Title: Winter Garden
Author: Kristin Hannah
Release Date: February 2, 2010
Publisher: St. Martin’s Press
Genre: Women’s Fiction
Source: Amazon Vine
Rating: 4 out of 5
Meredith has always been the responsible daughter in the Whitson family. She has lived near her parents, and even took over the family business from her dad, putting aside her own dreams. Nina, on the other hand, is impulsive and always on the go. As a photojournalist, she is on the run, rarely coming home to spend time with her family.
When Meredith and Nina’s beloved father sickens, however, everything comes to a crashing halt. The girls have never been close to their mother Anya, a cold woman who has never shown them a mother’s love. However, as the women come together to deal with their sadness, they must also contend with their own personal issues.

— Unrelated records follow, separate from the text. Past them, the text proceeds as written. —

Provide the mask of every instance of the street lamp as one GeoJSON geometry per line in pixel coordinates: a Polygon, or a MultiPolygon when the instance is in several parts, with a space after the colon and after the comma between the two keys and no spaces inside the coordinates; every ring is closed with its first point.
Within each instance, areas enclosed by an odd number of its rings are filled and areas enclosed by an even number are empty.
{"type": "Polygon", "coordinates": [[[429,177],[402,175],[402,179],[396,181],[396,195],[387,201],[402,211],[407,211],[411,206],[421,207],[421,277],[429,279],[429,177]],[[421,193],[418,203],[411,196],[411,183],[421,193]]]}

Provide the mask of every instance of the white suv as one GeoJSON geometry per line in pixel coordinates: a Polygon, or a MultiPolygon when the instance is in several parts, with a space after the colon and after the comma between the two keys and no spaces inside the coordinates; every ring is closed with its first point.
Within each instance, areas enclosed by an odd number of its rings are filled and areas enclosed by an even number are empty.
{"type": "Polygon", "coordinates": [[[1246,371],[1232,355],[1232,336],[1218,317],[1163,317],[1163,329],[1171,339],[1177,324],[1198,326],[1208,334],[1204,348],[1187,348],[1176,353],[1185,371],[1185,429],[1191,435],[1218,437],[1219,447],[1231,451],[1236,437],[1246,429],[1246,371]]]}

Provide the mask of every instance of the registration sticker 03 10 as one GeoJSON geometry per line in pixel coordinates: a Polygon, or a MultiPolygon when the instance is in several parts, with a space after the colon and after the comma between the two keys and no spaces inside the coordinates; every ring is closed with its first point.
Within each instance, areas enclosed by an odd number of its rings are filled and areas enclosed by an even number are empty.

Kristin Hannah is always great for a tear-jerker of a women’s fiction novel, and Winter Garden is no exception. This time she deals with the lack of a mother’s love and what it can do to two women. Meredith is so closed off, though it’s easy to understand why. She’s always been the dependable one, so she hasn’t really given her own needs a second thought. It’s always been about what others want. Therefore, when she takes some time in this book to really examine herself, it’s gratifying to see her indulge herself and begin to consider what she wants.
Nina, on the other hand, is self-indulgent to the extreme, but not in a way that make the reader dislike her. Because her mother never seemed to love her, she’s always running away. She doesn’t trust people enough to get close to them, so being on the move constantly works for her. When she slows down, she is forced to deal with the repercussions of her actions and realize that it’s not a healthy way to live.
Anya was really difficult. It’s clear from the beginning of the novel that there is something from her past, some dark reason that she is so cold to her daughters. Often times, she is downright mean, leaving them searching for her love, only to be disappointed time and again. It’s a difficult thing to excuse, and even after you hear her (admittedly horrifying) story, it’s hard to completely forgive her for being horrible to her daughters for so long.
Winter Garden was an interesting novel that’s a great read for a cold, snowy day. Though the ending is tied up a little too easily and neatly, it’s the character development and introspection that really makes it worth reading. Fans of women’s fiction novels should definitely consider picking this one up.